November 7, 2016
Tara O’Brady’s Roasted Carrots With Harissa Aïoli And Dukkah
Try this recipe from the Seven Spoons: My Favorite Recipes for Any and Every Day cookbook by Tara O’Brady. Plus, check out Tara’s recipes for Vietnamese-Inspired Sausage Rolls, Make-Ahead Apple Pie and Roasted Squash Soup.
“The harissa-twirled aïoli that accompanies the carrots has heat and complexity, but with a blend of milder oils, it’s not a bodacious personality on the plate. In fact, it plays quite nicely with the mellow sweetness of honey-roasted carrots, especially when those carrots are finished with the mix of nuts and earthy spices that make up the Egyptian spice blend called dukkah. Mayonnaise, which aïoli basically is, can be prepared in a blender or food processor; however, with those methods, the resulting texture is denser than when done by hand. This recipe uses a whisk, but if you’d like the challenge, feel free to use a mortar and pestle. Aïoli is best the day it’s made, and I like to keep it out of the refrigerator, so it is advisable to make the mayonnaise while the carrots roast and not much earlier. A good-quality store-bought mayonnaise can always be used as the base for the aïoli, especially if there is a concern over using raw yolks. Simply stir the garlic, lemon juice, and harissa into ¾ cup (180 ml) of the prepared stuff.”
Yield: Serves 4
- Preheat an oven to 400°F (200°C) with a rack in the upper third of the oven.
- To make the dukkah, in a small skillet over medium heat, toast the hazelnuts until lightly golden and aromatic, shaking the pan often, about 2 minutes. Transfer the nuts to a small bowl and set aside. Repeat the process with the sesame seeds, coriander seeds, and cumin seeds, toasting each separately, then adding to the bowl with the hazelnuts. Let cool completely.
- In a mortar and pestle or in a small food processor, process the spices and nuts into an unevenly textured mix. Season generously with salt and pepper.
- On a sheet pan, toss the carrots with a light coating of the olive oil and honey, then season with salt and pepper. Roast the carrots, turning once, until browned and tender, 15 to 20 minutes. Arrange the carrots on a serving platter and sprinkle with as much dukkah as you’d like. Pass the aïoli at the table.Note: The dukkah can be made ahead and stored in an airtight container at room temperature for 3 days.

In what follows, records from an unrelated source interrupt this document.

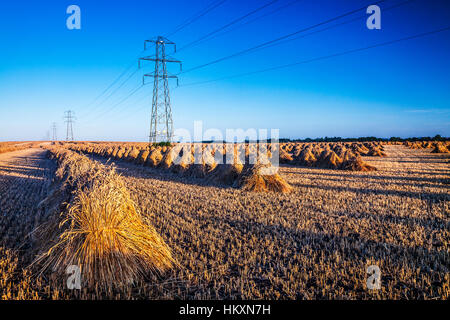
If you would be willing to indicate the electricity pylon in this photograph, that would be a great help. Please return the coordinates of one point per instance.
(69, 119)
(54, 138)
(161, 123)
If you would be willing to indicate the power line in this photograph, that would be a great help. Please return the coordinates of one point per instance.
(257, 18)
(323, 57)
(262, 45)
(161, 124)
(69, 119)
(117, 88)
(109, 87)
(118, 103)
(54, 136)
(210, 34)
(187, 22)
(197, 16)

- Twist a damp kitchen towel into a rope and shape it into a ring on a work surface. Place a stainless steel bowl into the center, so the towel can anchor the bowl as you whisk. In the bowl, sprinkle the garlic with a pinch of salt, then crush the two into a paste with a pestle or fork. Remove half the garlic, reserving it for later.
- Stir the egg yolk into the remaining garlic, then add a few drops of the mild olive oil, whisking constantly. Continue to whisk, slowly dripping in oil, until the mayonnaise begins to thicken. At this stage, you can start to incorporate the oil in a thin, steady stream, still whisking all the while. You may need to stop adding the oil every so often, then whisk vigorously to thicken the emulsion, then start again with the oil. Once the mild olive oil is fully blended in, move on to the more rugged one and whisk in. Stir in the lemon juice, and thin the mayonnaise with water, if necessary, to achieve your desired consistency. Check for seasoning, adding salt and pepper and the reserved garlic as needed. Then fold in the harissa paste. Cover and leave at cool room temperature for 30 minutes before using, or refrigerate for up to 2 days.
Excerpted from Seven Spoons: My Favorite Recipes for Any and Every Day by Tara O’Brady. Copyright © 2015 Tara O’Brady. Published by Appetite by Random House®, a division of Penguin Random House Canada Limited. Reproduced by arrangement with the Publisher. All rights reserved.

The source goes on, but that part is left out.